Sure, we have things in common. We’re both incredibly stubborn. We both stand up for the other one to anyone that dares insult our sibling. We’re both witty, smart, passionate, and inclined to do the opposite of whatever our parents say.
But, I spent the first ten years of his life absolutely torturing him. I don’t mean sibling torturing. I mean real bullying. I told him that no one was ever going to love him, that he isn’t really good at anything, and beat the crap out of him. I have kicked him in the groin more times than I can count. Until he got taller and stronger than me, I would make him cry on a weekly basis just because. I really hurt him. I don’t think I will ever know how much I have affected him by treating him like shit his whole life.
When I’m angry it’s an out of body experience. I go from 0-60 faster than I can grasp and am making him cry before I realize what I’m doing. There is no time for me to calm down because I’m not really there. After I come out of that state (which can take up to a few hours) I realize that what I did was wrong and that I didn’t really want to hurt anyone. I was never really sorry because I always felt better after I hurt him, but I still knew that I shouldn’t have.

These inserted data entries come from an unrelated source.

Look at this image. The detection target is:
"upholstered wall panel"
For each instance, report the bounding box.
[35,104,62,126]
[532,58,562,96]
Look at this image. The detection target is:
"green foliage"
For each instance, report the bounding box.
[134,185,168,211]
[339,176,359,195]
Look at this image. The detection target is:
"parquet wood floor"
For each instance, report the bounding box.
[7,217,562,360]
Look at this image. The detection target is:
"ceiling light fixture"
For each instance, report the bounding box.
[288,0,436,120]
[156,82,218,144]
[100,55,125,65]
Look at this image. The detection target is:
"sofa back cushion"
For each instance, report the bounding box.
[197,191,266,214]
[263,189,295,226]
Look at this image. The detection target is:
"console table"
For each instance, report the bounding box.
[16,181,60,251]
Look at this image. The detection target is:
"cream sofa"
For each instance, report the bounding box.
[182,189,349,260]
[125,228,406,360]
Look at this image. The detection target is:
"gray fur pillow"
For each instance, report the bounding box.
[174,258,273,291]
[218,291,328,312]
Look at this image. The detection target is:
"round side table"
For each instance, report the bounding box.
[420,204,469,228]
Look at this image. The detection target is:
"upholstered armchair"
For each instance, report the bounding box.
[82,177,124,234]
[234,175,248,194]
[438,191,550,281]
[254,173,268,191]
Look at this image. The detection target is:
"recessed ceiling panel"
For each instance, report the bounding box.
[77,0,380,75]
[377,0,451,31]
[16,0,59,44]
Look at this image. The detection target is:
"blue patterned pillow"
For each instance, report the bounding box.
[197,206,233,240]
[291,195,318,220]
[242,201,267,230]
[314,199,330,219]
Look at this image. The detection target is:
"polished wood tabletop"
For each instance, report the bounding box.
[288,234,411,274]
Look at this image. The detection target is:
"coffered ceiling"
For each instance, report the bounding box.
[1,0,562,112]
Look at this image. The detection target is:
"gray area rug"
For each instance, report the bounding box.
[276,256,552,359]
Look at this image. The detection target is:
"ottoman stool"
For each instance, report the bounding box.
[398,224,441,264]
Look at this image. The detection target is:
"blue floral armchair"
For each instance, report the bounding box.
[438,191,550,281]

The way that I treated him has influenced my relationship with my whole extended family in a seriously negative way, and caused people to be afraid of me/dislike me for my treatment of him.
But what no one knows is that there is no one more afraid of me than myself. When I get in that headspace it is absolutely terrifying. Other people (brother included) might hate me for the way I treat him, but I promise that no one hates me more than I do. He’s got a lot of things that I will never have, or will have to work really hard to accomplish, and I’m incredibly jealous.
I make him feel like he is completely worthless and unloved because that is how I feel about myself. I hate him because he’s what I will never be able to be and I hate that he has all the desirable traits.
You mean everything to me, that’s not the problem. The problem is that I don’t mean anywhere near as much to me as you do.